How to handle who pays on a first date. I hate when the check comes and it’s awkward. Am I expected to pay because I’m the guy? Does that depend on the girl? Is it who asked the other out? 50/50 because I support feminism? Should she pay? Is it based on who makes more? Not that that conversation always comes up but if one person is between jobs or something obvious? Fuck if I know. I seem to pick whatever answer is most likely to offend my date.
And who’s job is it to plan the first date? I feel like girls expect the guy to do it.
Well, since not every man is looking to date a woman and vice versa, we can’t really say ‘the man should pay’ or ‘the man should plan the date’ right? Plus, not everyone identifies as male or female.
Here’s the TL:DR: everyone should just assume they are paying their own way, and whomever does the asking should do the planning.
Who should pay?
When I was dating (I’m a woman; I’ve only dated men) I liked to pay for my share on a date in case the dude was a creeper and somehow thought him paying for my tacos and margarita meant something was owed him. That’s obviously bullshit any way you look at it, but still, I wanted to make it clear that we were still acquaintances just getting to know one another, same as if I was hanging out with a new friend for the first time. If a guy insisted on paying I’d usually let him; sometimes I insisted on paying. I certainly didn’t judge him negatively if he wanted to split the tab.
The main exception to this is if you want to go somewhere fancier than, say, your average restaurant that takes — but doesn’t require — a reservation. If the date is going to run them more than a typical night out with their friends, it’s a good idea to make them aware so they can decline if it’s too expensive. Same if you are offering to go somewhere like a sporting event* or Broadway show.
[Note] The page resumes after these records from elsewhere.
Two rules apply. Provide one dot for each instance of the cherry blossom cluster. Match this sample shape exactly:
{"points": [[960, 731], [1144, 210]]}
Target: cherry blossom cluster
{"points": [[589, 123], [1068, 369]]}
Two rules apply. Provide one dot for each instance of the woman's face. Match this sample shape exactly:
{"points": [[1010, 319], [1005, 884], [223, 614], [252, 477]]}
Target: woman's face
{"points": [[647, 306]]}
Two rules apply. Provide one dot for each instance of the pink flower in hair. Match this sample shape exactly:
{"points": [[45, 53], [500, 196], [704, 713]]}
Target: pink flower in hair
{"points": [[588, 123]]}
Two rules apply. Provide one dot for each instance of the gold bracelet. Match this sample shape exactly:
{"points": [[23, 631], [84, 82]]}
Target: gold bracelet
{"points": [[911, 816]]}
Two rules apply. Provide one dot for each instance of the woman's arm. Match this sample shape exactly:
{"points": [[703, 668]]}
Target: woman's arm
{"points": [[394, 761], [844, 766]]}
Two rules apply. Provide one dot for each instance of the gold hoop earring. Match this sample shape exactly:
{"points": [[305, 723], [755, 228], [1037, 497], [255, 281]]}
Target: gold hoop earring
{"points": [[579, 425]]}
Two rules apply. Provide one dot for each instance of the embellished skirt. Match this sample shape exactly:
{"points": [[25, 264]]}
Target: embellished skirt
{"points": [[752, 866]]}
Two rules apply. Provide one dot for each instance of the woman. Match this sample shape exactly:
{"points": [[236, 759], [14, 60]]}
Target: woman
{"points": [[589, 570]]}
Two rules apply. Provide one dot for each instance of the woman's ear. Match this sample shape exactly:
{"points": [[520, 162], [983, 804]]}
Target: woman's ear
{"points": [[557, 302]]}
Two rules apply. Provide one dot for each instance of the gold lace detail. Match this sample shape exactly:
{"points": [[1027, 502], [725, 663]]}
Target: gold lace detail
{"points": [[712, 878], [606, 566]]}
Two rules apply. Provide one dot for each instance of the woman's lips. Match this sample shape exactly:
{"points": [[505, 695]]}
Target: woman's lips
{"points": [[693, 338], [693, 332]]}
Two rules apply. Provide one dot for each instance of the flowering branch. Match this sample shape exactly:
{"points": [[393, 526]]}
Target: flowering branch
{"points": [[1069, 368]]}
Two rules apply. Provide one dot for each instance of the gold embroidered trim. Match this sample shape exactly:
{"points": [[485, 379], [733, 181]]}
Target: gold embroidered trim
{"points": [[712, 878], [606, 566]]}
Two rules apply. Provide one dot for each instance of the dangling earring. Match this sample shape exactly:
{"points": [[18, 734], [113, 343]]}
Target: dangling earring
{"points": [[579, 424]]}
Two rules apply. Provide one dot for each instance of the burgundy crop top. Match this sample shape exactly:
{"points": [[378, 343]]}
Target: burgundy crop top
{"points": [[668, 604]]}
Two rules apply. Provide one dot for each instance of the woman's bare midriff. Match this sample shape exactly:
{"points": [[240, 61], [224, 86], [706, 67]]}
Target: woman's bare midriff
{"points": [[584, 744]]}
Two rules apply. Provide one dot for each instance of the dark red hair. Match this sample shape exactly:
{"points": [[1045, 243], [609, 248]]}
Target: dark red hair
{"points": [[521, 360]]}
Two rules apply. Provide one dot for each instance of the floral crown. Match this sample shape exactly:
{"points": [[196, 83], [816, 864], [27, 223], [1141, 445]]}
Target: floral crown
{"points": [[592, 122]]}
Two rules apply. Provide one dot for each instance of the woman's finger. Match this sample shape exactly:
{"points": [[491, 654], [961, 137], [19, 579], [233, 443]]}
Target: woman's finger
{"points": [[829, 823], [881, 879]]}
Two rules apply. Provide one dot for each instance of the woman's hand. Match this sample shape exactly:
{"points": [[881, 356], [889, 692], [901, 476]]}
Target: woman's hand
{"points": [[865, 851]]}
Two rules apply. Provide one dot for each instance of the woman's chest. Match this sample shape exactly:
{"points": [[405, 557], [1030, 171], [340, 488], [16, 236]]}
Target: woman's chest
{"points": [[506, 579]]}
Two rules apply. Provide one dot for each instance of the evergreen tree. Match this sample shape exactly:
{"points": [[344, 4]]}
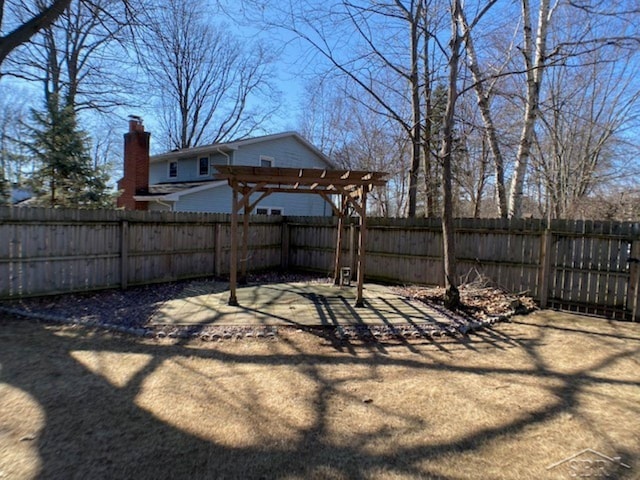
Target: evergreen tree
{"points": [[5, 188], [66, 176]]}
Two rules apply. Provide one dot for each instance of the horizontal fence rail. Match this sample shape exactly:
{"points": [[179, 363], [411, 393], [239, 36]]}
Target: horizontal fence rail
{"points": [[586, 266]]}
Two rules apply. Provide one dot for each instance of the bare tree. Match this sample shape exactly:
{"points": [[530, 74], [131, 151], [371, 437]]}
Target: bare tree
{"points": [[204, 77], [582, 119], [79, 57], [386, 58], [534, 51], [452, 294], [21, 32], [483, 88]]}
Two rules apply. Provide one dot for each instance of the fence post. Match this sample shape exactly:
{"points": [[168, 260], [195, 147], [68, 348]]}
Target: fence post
{"points": [[633, 293], [284, 242], [217, 251], [545, 266], [124, 254]]}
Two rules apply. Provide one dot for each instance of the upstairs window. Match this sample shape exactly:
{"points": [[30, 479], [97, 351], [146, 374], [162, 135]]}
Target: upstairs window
{"points": [[203, 166], [266, 161], [269, 211], [173, 169]]}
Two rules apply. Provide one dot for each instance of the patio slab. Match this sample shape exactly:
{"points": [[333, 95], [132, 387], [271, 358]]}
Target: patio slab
{"points": [[293, 303]]}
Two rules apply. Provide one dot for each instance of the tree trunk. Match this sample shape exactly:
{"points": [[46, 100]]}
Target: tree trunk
{"points": [[487, 119], [416, 118], [25, 31], [534, 69], [452, 295]]}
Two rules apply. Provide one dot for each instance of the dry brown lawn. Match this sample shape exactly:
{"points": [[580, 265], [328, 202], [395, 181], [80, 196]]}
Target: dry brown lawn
{"points": [[503, 403]]}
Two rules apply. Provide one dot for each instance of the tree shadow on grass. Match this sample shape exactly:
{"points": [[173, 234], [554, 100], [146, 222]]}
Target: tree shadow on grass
{"points": [[96, 428]]}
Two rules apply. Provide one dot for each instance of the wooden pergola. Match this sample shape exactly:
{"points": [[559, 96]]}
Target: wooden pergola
{"points": [[352, 186]]}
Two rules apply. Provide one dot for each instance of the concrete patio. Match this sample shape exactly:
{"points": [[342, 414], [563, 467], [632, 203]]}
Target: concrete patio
{"points": [[291, 304]]}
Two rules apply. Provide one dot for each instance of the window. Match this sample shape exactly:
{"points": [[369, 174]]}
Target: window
{"points": [[203, 166], [266, 161], [173, 169], [269, 211]]}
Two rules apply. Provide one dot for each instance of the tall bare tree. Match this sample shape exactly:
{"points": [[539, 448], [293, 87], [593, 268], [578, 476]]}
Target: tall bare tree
{"points": [[452, 294], [20, 32], [79, 57], [387, 58], [205, 78]]}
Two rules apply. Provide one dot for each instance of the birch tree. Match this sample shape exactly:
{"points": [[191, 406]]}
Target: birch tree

Not everyone can drop $100 on date night, so if that’s what you really want to do, I suggest saying outright that you have two tickets and would like to take them. Then it’s understood that the evening is on you.
It’s possible you’ll run into someone who expects you to pay regardless. In the scenario you describe above, if you ask out a woman and she expects you to pay, it’s up to you to make of it what you want. She may go by the idea that the person who does the inviting does the paying. That’s not my style, but it’s not an entirely asshole move. At the same time, she may also be signaling that she’s more into ‘traditional’ gender roles. But who knows; it will probably take more than one date to suss that out.
One last thought on paying: If you literally cannot afford anything other than a couple of drinks, ask her to meet for coffee in the park or some other public spot. You can talk, get to know each other, and not be worried that come bill time you’ll have to overdraw your checking account.
Who makes the plans?
As far as setting up the date goes, default to whomever initiated the meet-up. If you asked someone out, you’re responsible for figuring out what you’ll be doing. The person you ask out should be up front if they have any deal breakers (a seafood place is a bad option for someone violently allergic to all shellfish), but beyond that, you want to hang out, you pick the place.
If the person you’re going to go on a date with invited you but insists on you setting it up, I don’t think that’s an asshole move either. It could mean they are just tired of coming up with the plans; it could also mean that they’re interested in learning what you like to do so want to give you the chance to set something up. Like many things in dating (and in life), it’s a bit of a crapshoot, so don’t read too much into it. Just pick a place and go.
*Ask me about my brutal first date to a pre-season NFL game. This was before texting, so to get advice from my sister I had to call her from a bathroom stall. Good times.